SimuDICE: Offline Policy Optimization Through Iterative World Model Updates and DICE Estimation
C. Brita (TU Delft - Electrical Engineering, Mathematics and Computer Science)
FA Oliehoek – Mentor (TU Delft - Sequential Decision Making)
S.R. Bongers – Mentor (TU Delft - Sequential Decision Making)
C.M. Jonker – Graduation committee member (TU Delft - Interactive Intelligence)
More Info
expand_more
Other than for strictly personal use, it is not permitted to download, forward or distribute the text or part of it, without the consent of the author(s) and/or copyright holder(s), unless the work is under an open content license such as Creative Commons.
Abstract
In offline reinforcement learning, deriving a policy from a pre-collected set of experiences is challenging due to the limited sample size and the mismatched state-action distribution between the target policy and the behavioral policy that generated the data.
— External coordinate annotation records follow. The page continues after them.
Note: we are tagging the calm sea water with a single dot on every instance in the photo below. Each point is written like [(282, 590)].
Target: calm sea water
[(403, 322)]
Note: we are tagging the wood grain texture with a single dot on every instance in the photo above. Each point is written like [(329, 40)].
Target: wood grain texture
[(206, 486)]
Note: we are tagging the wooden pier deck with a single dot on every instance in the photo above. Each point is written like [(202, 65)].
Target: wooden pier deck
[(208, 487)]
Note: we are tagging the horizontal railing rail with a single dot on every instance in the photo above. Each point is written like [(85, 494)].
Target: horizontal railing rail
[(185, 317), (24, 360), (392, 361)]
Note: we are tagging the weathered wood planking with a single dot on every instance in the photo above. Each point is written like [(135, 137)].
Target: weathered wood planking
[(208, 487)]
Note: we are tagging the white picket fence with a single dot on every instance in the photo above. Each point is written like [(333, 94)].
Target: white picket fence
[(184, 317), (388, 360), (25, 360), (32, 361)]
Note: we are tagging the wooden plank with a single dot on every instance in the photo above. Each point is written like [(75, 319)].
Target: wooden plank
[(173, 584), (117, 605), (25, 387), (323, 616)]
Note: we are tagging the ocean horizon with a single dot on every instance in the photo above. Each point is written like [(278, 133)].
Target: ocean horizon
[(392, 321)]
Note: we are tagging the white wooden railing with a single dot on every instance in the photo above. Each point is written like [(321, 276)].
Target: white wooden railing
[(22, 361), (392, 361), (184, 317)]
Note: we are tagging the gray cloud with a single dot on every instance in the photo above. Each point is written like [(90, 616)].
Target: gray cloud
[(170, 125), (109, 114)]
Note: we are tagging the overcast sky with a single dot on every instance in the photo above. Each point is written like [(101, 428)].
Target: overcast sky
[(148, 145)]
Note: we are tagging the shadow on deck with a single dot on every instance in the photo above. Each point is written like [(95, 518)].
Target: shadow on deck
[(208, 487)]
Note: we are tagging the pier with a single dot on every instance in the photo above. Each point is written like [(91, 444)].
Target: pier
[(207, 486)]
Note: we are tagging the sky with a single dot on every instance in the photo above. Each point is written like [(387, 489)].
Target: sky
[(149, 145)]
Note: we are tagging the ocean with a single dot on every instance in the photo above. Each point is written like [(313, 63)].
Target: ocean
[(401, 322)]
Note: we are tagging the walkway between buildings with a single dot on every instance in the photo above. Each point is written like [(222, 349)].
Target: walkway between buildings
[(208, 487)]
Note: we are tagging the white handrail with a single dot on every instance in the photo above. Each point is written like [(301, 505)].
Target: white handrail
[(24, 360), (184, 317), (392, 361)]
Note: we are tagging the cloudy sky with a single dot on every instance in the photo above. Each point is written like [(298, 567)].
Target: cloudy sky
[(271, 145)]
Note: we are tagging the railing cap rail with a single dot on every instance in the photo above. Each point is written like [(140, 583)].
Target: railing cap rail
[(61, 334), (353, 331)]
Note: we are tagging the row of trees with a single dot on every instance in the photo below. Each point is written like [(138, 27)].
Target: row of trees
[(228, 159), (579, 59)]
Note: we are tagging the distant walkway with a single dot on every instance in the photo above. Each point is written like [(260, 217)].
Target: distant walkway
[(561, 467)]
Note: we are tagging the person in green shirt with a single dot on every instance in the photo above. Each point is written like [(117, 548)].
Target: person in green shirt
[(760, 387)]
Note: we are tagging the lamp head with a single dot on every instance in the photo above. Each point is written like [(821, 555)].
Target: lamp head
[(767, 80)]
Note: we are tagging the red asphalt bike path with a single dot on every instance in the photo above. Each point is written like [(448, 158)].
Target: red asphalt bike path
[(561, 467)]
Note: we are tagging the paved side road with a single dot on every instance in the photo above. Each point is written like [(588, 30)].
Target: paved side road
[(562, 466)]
Learning a dynamic model of the environment can improve the sample efficiency of the algorithm, but this mismatch can lead to the generation of suboptimal experiences. We propose SimuDICE, an algorithm that enhances the sampling of imaginary experiences using Dual stationary DIstribution Correction (DICE), and iteratively improves the DICE estimations with synthetically generated experiences. SimuDICE addresses the objective mismatch issue by iteratively updating both the world model and the DICE estimator, aligning the model's training objective (imitating the environment) with its usage objective (policy improvement). We show that SimuDICE requires less pre-collected data and fewer simulated experiences to achieve comparable results to other algorithms while having greater robustness to lower data quality.